Australian stocks shed 0.9 percent, South Korea's KOSPI lost 1 percent and Japan's Nikkei dropped 1.4 percent.
Hong Kong's Hang Seng slipped 0.9 percent and Shanghai was down 0.8 percent.
Spreadbetters expect the negative pressure to spill over to Europe, forecasting Britain's FTSE to drop 0.7 percent at the open, Germany's DAX to open 0.8 percent lower and France's CAC to lose 0.6 percent at the open.
The bearish sentiment in Asia followed a softer lead from Wall Street, which has led a global equities rally over the past year thanks to strong world growth fuelling higher corporate earnings and stock valuations.
On Monday, U.S. stocks pulled back from record highs, with the Dow and the S&P 500 indexes marking their biggest one-day percentage declines in about five months, weighed down by a slide in Apple shares.
The dollar, however, enjoyed a reprieve from some persistent selling in the past few weeks.
Buoyed by higher U.S. bond yields, the dollar index against a basket of six major currencies was 0.15 percent higher at 89.457, having bounced overnight from a three-year low of 88.438 plumbed on Friday when peers like the euro outshone the greenback.
The 10-year Treasury note yield stretched its overnight surge above 2.70 percent and reached its highest since April 2014 after comments from a European Central Bank official added to expectations that central banks globally will reduce stimulus as the economic outlook improves.
"This is a rise in real interest rates, also reflecting a rise in inflation expectations," said Masahiro Ichikawa, senior strategist at Sumitomo Mitsui Asset Management in Tokyo.
"The yield rise may have bumped off U.S. stocks from highs, but a correction was due after their recent gains," Ichikawa said.
The U.S. Treasury Department said on Monday that it expects to borrow $441 billion through the credit markets in the January-March quarter, less than announced previously.
Treasury yields remained elevated, however, as U.S. borrowing is expected to continue increasing steadily in the coming years as the federal government looks for ways to fund budget deficits.
Moreover, the bond market braced for potentially hawkish language from the Federal Reserve, which will begin its two-day policy meeting on Tuesday.
The focus was also on U.S. President Donald Trump's State of the Union address scheduled later in the global day, with attention on his views on an infrastructure overhaul and trade.
The euro was down 0.2 percent at $1.2361 after slipping overnight from a three-year peak of $1.2538.
The dollar was 0.3 percent lower at 108.645 yen, unable to hold to a high of 109.205 scaled earlier.
"The dollar lost a bit of traction against the yen as losses deepened for stocks in Tokyo and the rest of Asia.

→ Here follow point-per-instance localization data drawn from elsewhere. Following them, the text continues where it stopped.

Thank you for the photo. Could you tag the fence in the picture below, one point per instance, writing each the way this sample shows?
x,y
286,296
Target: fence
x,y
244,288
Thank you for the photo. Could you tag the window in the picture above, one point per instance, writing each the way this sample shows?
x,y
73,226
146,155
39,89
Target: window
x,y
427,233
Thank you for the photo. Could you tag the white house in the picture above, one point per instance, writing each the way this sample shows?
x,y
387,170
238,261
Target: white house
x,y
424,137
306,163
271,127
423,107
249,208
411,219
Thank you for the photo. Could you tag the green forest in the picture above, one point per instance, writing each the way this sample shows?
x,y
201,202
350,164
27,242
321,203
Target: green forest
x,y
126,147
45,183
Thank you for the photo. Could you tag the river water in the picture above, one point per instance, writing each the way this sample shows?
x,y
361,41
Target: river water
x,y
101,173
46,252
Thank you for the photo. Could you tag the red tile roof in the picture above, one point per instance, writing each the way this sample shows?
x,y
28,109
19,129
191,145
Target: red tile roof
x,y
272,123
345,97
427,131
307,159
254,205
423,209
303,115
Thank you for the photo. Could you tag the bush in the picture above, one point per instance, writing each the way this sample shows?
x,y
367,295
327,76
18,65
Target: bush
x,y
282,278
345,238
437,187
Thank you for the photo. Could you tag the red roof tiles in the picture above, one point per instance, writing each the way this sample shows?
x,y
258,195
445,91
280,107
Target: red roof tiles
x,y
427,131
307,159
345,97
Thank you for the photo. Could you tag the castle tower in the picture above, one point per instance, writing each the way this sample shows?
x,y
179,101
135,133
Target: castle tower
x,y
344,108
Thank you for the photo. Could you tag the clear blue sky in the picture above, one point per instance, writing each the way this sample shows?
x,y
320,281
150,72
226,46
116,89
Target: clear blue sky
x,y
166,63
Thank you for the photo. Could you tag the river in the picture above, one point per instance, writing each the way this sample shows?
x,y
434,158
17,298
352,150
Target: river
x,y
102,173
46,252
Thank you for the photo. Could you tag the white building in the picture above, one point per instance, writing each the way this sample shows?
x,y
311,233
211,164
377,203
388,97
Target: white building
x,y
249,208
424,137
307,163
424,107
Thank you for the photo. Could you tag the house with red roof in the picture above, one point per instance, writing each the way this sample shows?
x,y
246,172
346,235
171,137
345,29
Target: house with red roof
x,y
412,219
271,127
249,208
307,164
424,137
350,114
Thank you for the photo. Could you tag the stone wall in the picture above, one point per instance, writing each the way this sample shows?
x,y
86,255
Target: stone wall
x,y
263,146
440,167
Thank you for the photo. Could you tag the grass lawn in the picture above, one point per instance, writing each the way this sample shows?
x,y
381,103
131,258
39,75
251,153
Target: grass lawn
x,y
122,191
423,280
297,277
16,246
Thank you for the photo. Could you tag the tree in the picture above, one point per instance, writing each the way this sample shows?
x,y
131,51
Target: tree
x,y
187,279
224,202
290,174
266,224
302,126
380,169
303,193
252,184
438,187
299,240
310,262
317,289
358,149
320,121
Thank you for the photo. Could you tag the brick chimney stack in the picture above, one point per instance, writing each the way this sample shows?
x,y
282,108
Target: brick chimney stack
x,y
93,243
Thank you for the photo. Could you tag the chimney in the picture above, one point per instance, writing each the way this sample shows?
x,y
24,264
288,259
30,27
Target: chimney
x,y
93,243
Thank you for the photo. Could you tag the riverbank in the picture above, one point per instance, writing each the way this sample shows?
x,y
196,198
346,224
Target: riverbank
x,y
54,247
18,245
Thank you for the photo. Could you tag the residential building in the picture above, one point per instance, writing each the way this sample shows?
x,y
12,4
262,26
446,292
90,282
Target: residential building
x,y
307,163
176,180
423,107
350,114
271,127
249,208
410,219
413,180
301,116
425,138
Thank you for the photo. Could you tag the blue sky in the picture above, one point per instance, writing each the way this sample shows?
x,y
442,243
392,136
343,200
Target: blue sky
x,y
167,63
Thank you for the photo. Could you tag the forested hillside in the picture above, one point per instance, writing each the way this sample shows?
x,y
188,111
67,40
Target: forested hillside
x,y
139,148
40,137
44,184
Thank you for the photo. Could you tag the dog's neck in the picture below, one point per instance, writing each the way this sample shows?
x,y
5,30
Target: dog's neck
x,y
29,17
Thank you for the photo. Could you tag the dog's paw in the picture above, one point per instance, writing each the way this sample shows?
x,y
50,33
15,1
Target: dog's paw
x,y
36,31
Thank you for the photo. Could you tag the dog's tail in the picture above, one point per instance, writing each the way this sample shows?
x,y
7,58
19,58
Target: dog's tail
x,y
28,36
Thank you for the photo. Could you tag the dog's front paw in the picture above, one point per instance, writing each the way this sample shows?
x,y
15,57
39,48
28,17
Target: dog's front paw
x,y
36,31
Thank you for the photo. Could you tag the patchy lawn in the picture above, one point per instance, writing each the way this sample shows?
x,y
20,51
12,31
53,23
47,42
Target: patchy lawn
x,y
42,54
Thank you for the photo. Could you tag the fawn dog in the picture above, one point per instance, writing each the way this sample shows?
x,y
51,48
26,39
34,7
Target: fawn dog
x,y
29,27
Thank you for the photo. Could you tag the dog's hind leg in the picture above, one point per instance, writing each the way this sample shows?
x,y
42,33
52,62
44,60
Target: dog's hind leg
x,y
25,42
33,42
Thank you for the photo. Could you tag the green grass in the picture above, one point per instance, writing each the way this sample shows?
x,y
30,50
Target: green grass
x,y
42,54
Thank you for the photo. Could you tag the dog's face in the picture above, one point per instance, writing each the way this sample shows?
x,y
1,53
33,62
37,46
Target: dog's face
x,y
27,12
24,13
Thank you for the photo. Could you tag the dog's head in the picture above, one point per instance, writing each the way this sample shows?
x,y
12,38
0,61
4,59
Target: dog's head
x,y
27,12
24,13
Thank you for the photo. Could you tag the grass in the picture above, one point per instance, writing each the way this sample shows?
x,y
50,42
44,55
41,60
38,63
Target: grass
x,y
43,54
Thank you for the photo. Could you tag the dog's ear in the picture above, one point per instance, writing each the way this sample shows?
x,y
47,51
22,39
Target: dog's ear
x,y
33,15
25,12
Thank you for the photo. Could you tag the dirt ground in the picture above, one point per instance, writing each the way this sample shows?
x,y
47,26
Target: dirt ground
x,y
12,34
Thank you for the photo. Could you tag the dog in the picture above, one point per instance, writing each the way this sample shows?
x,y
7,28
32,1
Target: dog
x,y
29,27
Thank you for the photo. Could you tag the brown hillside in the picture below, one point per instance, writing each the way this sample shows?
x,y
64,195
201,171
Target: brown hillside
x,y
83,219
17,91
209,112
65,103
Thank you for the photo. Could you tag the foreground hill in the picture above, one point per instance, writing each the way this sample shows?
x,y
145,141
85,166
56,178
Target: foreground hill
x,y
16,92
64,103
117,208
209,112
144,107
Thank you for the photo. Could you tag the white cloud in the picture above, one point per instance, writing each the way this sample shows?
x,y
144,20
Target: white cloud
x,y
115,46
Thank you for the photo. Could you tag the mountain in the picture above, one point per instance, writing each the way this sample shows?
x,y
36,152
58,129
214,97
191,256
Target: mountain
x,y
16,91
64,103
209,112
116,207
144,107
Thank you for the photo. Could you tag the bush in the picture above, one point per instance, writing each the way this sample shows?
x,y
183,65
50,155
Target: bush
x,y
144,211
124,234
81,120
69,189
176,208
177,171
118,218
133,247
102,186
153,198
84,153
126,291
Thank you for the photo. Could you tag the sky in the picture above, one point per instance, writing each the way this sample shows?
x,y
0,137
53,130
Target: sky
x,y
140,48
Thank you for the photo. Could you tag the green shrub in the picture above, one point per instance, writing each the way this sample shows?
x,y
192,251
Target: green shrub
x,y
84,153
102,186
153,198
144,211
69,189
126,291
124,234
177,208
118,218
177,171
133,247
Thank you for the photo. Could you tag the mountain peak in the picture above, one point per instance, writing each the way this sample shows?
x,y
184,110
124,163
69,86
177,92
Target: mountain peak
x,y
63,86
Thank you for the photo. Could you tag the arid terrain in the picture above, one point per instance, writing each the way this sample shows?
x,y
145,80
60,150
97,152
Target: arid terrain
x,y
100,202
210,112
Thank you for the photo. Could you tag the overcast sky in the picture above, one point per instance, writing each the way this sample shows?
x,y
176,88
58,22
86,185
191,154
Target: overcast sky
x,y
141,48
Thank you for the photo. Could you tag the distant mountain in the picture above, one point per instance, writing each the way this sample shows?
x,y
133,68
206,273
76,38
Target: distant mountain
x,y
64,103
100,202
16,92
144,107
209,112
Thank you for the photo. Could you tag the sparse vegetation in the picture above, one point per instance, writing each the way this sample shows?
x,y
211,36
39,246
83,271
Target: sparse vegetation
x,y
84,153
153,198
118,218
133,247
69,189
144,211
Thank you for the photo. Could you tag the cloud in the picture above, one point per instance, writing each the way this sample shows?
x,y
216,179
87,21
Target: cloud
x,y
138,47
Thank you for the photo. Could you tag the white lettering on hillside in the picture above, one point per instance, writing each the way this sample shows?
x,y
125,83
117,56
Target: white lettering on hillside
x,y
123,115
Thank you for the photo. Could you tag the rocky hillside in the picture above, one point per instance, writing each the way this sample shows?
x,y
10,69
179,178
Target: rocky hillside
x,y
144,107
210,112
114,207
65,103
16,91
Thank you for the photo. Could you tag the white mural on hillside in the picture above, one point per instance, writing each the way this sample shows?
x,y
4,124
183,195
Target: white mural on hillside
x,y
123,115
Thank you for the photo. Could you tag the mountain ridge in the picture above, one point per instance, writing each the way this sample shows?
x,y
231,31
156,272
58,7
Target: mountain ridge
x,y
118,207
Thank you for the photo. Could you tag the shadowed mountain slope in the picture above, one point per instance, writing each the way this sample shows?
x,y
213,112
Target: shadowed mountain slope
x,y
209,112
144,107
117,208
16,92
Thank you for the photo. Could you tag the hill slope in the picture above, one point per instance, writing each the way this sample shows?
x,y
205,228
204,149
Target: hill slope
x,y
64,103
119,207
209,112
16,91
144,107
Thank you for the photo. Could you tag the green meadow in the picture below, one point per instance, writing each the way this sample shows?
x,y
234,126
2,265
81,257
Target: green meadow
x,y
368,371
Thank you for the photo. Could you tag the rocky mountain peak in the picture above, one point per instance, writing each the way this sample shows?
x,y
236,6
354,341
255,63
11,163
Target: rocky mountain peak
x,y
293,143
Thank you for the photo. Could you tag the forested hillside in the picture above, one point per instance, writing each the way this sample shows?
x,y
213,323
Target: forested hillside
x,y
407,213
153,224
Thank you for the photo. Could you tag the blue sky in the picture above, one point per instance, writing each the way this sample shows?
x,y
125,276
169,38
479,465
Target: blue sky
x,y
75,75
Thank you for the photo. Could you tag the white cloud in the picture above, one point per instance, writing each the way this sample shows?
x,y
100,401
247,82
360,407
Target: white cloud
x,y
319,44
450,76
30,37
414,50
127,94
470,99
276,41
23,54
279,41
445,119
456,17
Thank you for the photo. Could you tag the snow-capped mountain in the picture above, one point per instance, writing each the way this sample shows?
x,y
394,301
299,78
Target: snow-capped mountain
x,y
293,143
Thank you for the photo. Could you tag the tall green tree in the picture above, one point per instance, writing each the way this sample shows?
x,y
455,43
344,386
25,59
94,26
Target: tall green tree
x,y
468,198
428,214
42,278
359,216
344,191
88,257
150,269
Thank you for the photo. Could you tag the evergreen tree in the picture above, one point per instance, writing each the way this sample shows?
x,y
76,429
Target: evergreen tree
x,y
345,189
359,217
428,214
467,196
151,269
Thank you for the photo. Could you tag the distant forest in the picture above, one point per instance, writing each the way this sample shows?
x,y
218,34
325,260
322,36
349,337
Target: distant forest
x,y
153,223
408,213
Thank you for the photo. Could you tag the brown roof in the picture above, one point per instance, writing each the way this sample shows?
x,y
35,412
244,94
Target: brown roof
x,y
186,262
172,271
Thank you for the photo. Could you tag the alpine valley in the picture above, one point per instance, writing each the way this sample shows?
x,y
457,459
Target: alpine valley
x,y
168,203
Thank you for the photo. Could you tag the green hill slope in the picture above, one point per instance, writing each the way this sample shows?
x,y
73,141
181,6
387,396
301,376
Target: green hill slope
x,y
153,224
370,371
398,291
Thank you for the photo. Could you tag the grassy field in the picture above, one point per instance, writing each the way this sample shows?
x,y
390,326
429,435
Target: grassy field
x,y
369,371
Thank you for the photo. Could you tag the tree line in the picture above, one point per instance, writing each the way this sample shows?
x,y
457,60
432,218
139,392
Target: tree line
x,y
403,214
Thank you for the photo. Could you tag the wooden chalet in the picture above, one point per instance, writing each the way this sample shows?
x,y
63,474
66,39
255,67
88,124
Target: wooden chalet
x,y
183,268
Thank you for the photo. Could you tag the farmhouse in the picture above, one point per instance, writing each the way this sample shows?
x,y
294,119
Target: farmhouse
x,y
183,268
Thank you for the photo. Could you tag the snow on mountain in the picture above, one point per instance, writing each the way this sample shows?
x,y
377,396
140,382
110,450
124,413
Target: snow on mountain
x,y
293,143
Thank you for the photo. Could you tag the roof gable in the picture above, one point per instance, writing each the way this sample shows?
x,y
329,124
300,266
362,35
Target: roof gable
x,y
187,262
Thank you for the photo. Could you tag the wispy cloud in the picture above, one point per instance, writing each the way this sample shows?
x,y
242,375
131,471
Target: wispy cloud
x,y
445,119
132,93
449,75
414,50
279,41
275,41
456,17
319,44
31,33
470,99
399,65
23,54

U.S. yields are going up, but players are hesitant to push dollar/yen higher ahead of President Trump's address," said Kyosuke Suzuki, director of forex at Societe Generale in Tokyo.
The Australian dollar shed 0.3 percent to $0.8072 after reaching $0.8136 on Friday, its highest since May 2015.
Oil prices extended losses after being pressured by the dollar's bounce and rising U.S. crude output.
U.S. crude futures were down 1.2 percent at $64.79 per barrel. Underpinned by the dollar's recent slide, prices had risen to $66.66 per barrel on Thursday, the highest since December 2014.
Brent crude fell 0.85 percent to $68.88 per barrel.
Spot gold slipped to $1,334.10 an ounce, the lowest since Jan. 23, weighed by the stronger U.S. currency. The precious metal had climbed to $1,366.06 last week, its highest since August 2016.